Brokers observe that a trade which has gone sufficiently far out of the money isn't coming back, and therefore prefer to liquidate early rather than get into deep losses.
>Short selling is basically equivalent to put options. Crucially, in both cases, as the price goes up the potential loss increases, theoretically unbounded (!).
A put option is the option to sell a stock at a certain price on a certain date. If you are buying put options, your exposure is only the cost of what you paid for those options. If the stock price rises and remains above the strike price of your put options on expiration day, your puts simply expire and become worthless. If you are selling put options your maximum exposure is the difference between the strike price and $0, as the stock cannot fall below $0.
This is distinct from short selling where you are essentially borrowing shares and you have to buy them back later at whatever the market price is. That is where your potential loss is theoretically infinite as there is no upper limit to how high the share price can go. The same can be said for selling call options (when you don't own the underlying shares, which is called selling covered calls). When you sell call options, you are essentially selling the right for someone to buy shares at a fixed price on a fixed date. If the shares soar above that price, and you don't own the underlying shares, you are forced to buy those shares at whatever the market price (which theoretically has no upper bound) is and sell them to the option holder at the fixed price of the call.

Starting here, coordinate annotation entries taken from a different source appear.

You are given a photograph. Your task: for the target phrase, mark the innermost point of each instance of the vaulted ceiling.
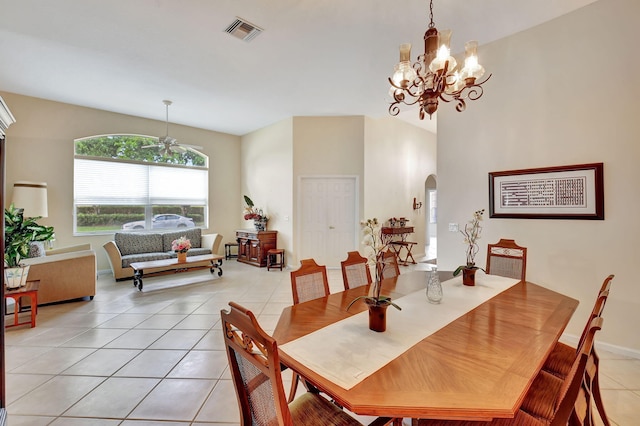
(313, 58)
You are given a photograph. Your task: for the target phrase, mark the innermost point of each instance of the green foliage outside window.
(129, 147)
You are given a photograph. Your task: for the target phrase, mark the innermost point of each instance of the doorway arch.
(431, 217)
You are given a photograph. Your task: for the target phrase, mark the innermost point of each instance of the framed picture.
(563, 192)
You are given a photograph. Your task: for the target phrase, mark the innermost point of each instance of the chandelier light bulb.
(444, 53)
(403, 72)
(472, 69)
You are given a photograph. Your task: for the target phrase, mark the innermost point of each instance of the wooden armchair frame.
(507, 259)
(355, 271)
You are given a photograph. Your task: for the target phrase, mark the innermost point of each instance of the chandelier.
(434, 76)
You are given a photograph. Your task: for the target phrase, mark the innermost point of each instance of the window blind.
(99, 182)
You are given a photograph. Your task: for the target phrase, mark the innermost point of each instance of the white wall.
(40, 149)
(398, 159)
(562, 93)
(266, 178)
(391, 159)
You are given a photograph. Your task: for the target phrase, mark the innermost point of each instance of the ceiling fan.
(166, 143)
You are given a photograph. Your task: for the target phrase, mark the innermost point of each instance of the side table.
(30, 290)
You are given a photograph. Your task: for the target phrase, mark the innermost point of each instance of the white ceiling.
(314, 58)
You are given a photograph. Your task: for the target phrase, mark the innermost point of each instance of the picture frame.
(560, 192)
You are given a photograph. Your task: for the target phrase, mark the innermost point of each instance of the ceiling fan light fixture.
(243, 30)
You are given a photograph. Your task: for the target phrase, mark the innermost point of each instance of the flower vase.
(377, 316)
(434, 287)
(469, 276)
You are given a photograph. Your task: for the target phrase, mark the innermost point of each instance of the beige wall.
(266, 178)
(398, 159)
(40, 148)
(367, 148)
(562, 93)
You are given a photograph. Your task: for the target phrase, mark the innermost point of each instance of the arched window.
(127, 182)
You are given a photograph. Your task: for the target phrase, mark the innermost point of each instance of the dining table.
(473, 356)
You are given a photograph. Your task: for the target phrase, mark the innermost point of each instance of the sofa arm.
(115, 261)
(65, 276)
(212, 241)
(69, 249)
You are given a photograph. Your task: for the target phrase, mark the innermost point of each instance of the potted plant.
(377, 304)
(19, 232)
(251, 212)
(471, 232)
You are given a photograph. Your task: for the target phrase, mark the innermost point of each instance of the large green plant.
(19, 232)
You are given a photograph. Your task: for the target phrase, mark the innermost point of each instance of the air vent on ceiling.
(243, 30)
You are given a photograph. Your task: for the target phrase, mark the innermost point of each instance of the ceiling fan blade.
(196, 147)
(168, 140)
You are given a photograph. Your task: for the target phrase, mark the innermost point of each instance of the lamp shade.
(32, 197)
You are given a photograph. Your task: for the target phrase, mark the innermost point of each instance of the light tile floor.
(156, 357)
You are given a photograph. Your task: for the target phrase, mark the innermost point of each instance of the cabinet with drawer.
(254, 245)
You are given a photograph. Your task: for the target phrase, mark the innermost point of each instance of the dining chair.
(549, 400)
(255, 368)
(559, 360)
(388, 262)
(307, 283)
(355, 271)
(507, 259)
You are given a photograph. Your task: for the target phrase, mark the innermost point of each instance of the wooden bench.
(275, 259)
(210, 261)
(227, 250)
(397, 247)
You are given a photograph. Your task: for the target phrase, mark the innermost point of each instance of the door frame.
(356, 210)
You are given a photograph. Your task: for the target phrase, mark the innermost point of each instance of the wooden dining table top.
(478, 367)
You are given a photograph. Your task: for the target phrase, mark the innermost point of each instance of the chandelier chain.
(431, 24)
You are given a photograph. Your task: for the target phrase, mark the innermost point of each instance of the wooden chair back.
(389, 264)
(570, 402)
(507, 259)
(355, 271)
(309, 281)
(255, 368)
(598, 307)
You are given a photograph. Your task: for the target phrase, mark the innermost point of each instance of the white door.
(328, 219)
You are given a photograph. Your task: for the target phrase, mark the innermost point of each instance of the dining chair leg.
(597, 396)
(294, 386)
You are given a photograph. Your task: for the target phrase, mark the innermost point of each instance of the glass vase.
(434, 288)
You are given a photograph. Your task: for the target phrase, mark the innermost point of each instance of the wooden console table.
(254, 245)
(393, 233)
(396, 238)
(30, 290)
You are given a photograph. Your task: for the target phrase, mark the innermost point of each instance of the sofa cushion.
(192, 252)
(192, 234)
(136, 243)
(143, 257)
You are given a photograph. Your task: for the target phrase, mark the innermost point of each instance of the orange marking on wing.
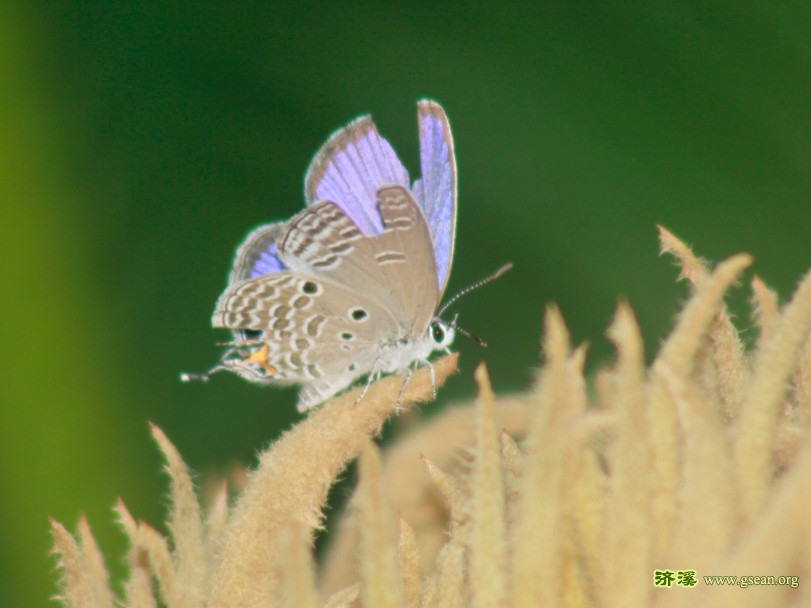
(260, 357)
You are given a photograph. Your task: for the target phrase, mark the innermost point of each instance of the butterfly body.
(348, 287)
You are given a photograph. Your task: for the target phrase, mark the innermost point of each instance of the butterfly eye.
(437, 332)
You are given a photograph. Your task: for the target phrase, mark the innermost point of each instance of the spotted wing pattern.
(345, 296)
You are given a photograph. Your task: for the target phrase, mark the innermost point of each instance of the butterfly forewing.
(435, 191)
(350, 168)
(395, 269)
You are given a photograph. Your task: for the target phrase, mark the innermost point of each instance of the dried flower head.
(694, 466)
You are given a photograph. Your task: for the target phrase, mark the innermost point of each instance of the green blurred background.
(140, 141)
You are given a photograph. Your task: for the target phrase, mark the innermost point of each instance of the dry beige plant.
(566, 496)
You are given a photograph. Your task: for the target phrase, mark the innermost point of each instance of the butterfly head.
(441, 334)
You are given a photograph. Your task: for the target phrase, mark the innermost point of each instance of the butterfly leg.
(373, 377)
(430, 367)
(408, 373)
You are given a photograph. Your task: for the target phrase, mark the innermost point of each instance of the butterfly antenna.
(468, 289)
(477, 339)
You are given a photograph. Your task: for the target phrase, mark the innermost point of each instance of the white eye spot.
(310, 288)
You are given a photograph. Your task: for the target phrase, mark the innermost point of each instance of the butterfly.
(349, 287)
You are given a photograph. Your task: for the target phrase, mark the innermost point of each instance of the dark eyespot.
(251, 334)
(358, 314)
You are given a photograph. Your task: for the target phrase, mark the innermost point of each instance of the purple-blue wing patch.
(257, 255)
(435, 191)
(350, 168)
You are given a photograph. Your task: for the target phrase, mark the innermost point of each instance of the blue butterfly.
(349, 287)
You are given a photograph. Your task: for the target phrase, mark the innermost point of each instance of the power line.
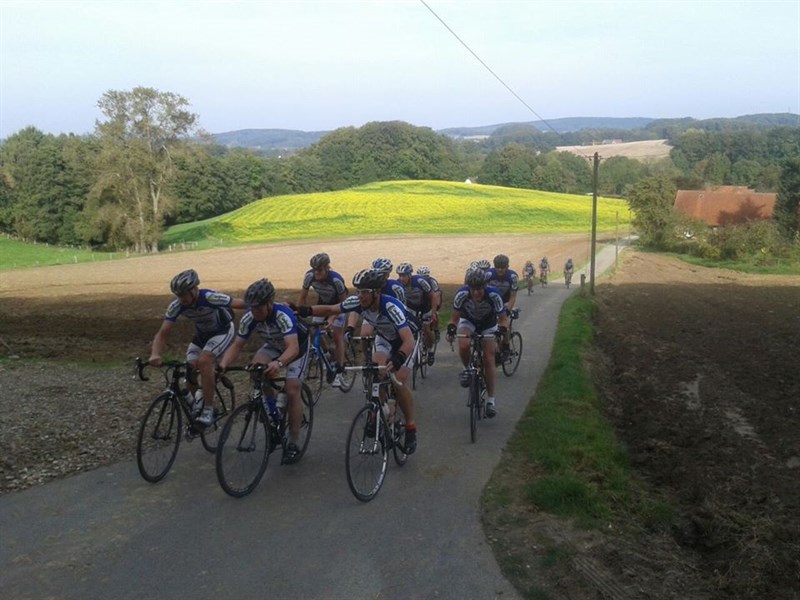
(488, 68)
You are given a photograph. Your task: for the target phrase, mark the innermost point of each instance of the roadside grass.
(563, 459)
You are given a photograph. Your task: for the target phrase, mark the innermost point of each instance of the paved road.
(301, 534)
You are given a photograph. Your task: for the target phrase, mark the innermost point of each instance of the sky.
(321, 65)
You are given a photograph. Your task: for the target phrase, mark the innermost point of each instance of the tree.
(142, 130)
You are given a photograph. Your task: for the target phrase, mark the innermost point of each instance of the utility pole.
(594, 221)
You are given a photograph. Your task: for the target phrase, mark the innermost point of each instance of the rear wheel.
(514, 354)
(367, 456)
(243, 451)
(159, 438)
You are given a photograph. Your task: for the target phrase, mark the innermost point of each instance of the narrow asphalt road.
(301, 534)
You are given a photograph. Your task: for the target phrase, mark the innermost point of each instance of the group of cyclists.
(396, 313)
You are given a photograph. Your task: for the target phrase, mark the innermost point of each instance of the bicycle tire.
(514, 354)
(366, 457)
(348, 377)
(226, 402)
(159, 437)
(243, 450)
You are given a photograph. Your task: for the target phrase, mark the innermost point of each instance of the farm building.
(725, 205)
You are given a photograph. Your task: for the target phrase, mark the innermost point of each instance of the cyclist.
(331, 289)
(214, 330)
(544, 269)
(478, 308)
(569, 267)
(395, 342)
(419, 298)
(285, 344)
(506, 280)
(430, 319)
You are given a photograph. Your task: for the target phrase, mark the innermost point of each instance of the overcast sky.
(320, 65)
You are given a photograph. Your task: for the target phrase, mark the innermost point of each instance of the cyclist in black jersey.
(213, 319)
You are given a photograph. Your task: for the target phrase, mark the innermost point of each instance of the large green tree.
(142, 130)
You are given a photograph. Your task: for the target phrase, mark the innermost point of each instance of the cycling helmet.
(320, 260)
(475, 277)
(184, 281)
(259, 292)
(501, 261)
(384, 265)
(369, 279)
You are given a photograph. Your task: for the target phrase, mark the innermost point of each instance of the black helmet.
(369, 279)
(475, 277)
(184, 281)
(259, 292)
(320, 260)
(501, 261)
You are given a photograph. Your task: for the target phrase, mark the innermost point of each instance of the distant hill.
(275, 141)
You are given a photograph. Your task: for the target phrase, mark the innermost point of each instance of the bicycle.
(321, 367)
(377, 428)
(510, 360)
(476, 395)
(159, 433)
(255, 430)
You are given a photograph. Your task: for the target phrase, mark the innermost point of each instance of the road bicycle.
(476, 377)
(162, 424)
(377, 428)
(509, 360)
(322, 367)
(256, 429)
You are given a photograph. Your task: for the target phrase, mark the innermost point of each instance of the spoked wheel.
(159, 437)
(226, 402)
(514, 354)
(243, 450)
(350, 360)
(367, 456)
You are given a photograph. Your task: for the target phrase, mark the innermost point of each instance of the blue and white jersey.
(329, 290)
(417, 294)
(506, 283)
(482, 314)
(281, 323)
(388, 319)
(211, 314)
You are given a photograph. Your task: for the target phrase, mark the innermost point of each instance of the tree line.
(149, 165)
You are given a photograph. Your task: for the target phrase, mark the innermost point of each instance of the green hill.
(422, 207)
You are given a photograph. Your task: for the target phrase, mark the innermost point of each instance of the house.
(725, 205)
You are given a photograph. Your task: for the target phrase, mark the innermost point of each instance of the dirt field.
(698, 368)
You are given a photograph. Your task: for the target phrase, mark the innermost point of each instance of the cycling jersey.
(329, 290)
(505, 283)
(211, 314)
(482, 314)
(280, 323)
(389, 318)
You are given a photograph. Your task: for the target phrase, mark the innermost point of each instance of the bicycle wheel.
(159, 438)
(366, 457)
(350, 360)
(243, 450)
(226, 402)
(514, 354)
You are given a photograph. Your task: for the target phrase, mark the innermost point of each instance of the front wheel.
(514, 354)
(243, 450)
(367, 455)
(159, 438)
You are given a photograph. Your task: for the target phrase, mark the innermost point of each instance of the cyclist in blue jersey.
(507, 281)
(478, 308)
(419, 299)
(211, 313)
(331, 289)
(285, 344)
(394, 344)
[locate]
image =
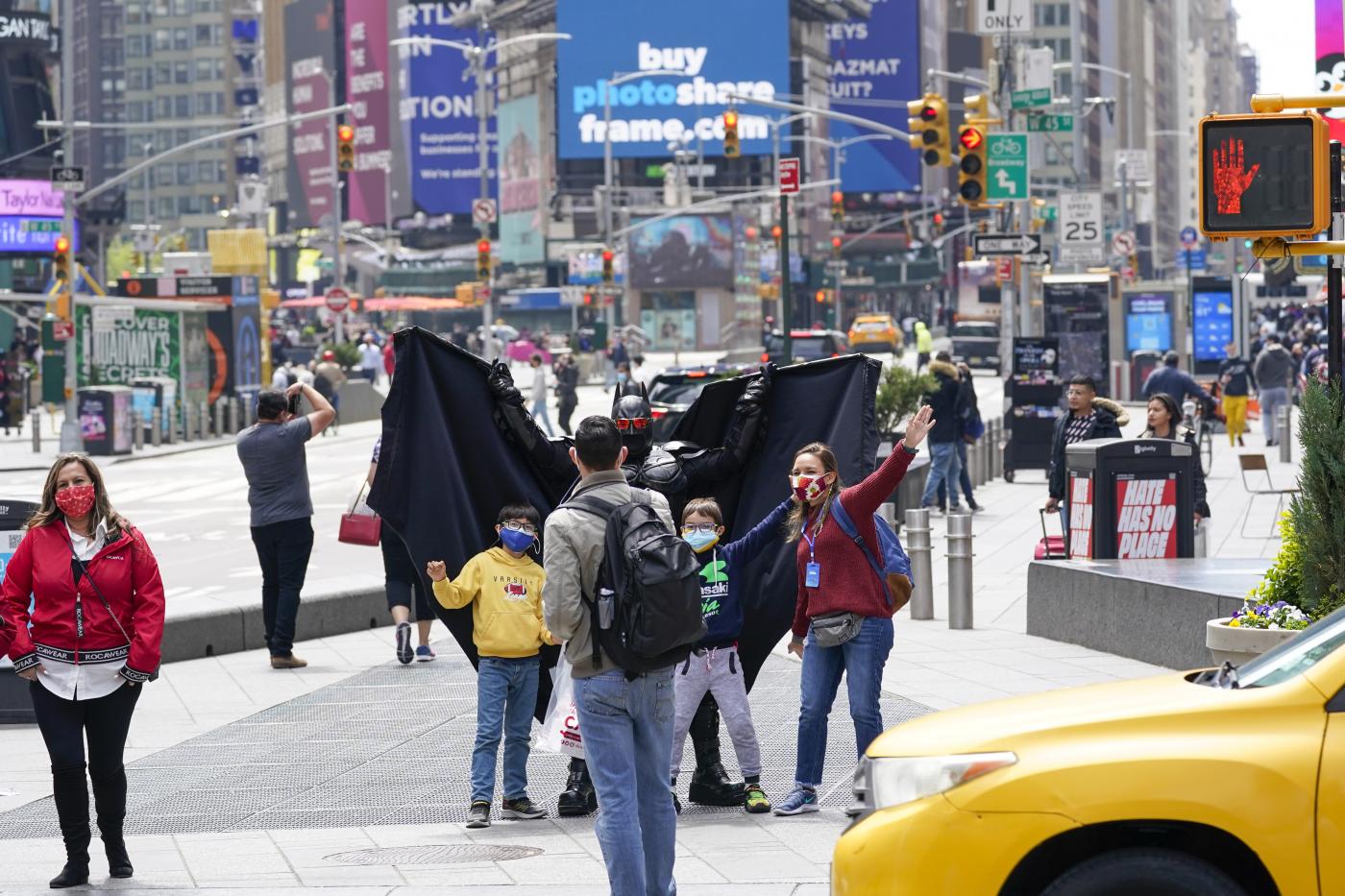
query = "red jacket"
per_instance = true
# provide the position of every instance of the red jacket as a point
(125, 572)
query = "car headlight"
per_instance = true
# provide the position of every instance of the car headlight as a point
(885, 782)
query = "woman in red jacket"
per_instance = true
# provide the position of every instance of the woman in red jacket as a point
(97, 620)
(841, 597)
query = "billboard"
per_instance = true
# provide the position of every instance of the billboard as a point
(521, 178)
(437, 111)
(877, 60)
(311, 58)
(720, 47)
(685, 252)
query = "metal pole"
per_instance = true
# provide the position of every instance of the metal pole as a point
(959, 570)
(921, 567)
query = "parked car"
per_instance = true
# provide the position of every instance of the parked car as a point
(1208, 782)
(672, 392)
(877, 332)
(809, 345)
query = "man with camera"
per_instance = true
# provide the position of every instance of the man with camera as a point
(276, 465)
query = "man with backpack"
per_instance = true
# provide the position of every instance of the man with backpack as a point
(623, 668)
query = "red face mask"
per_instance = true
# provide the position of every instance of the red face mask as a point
(76, 500)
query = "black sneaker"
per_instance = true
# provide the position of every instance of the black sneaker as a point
(479, 815)
(521, 809)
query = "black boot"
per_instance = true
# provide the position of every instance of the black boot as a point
(710, 785)
(578, 797)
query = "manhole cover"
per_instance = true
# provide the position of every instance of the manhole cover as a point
(433, 855)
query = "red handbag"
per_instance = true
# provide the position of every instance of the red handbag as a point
(359, 529)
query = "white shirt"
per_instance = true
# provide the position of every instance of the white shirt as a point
(84, 681)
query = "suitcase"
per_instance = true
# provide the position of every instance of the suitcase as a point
(1049, 546)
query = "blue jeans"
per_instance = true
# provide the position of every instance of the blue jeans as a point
(627, 729)
(506, 694)
(861, 660)
(944, 466)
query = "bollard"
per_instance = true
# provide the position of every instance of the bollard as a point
(959, 570)
(921, 567)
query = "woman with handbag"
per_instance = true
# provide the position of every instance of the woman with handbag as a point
(843, 620)
(96, 626)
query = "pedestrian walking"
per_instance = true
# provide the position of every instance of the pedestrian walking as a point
(276, 466)
(627, 721)
(843, 621)
(86, 646)
(1235, 378)
(540, 392)
(404, 587)
(713, 665)
(503, 587)
(1274, 375)
(944, 458)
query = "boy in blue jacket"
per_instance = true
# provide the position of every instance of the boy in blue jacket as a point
(713, 666)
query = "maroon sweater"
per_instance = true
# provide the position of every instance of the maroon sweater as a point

> In traditional finance, if you have borrowed money to buy some stocks, and the stocks have gone down, your broker will call you up and say “hey could you post more collateral.” Ideally you post the collateral and everything is fine. Sometimes you don’t, and your broker sells the stocks at hopefully a high enough price to pay off your loan. But sometimes you say “sorry, I can’t post any more collateral today, but I can try tomorrow,” and your broker gives you another day.
> In decentralized finance, if you have borrowed money (stablecoins) to buy some crypto, and the crypto has gone down, a robot sells your crypto at hopefully a high enough price to pay off your loan, automatically and without bothering to call you.
Because everything is "smart-contracts" and automated, there is basically no buffer between being under and over leveraged, so market swings are much rougher than in traditional finance.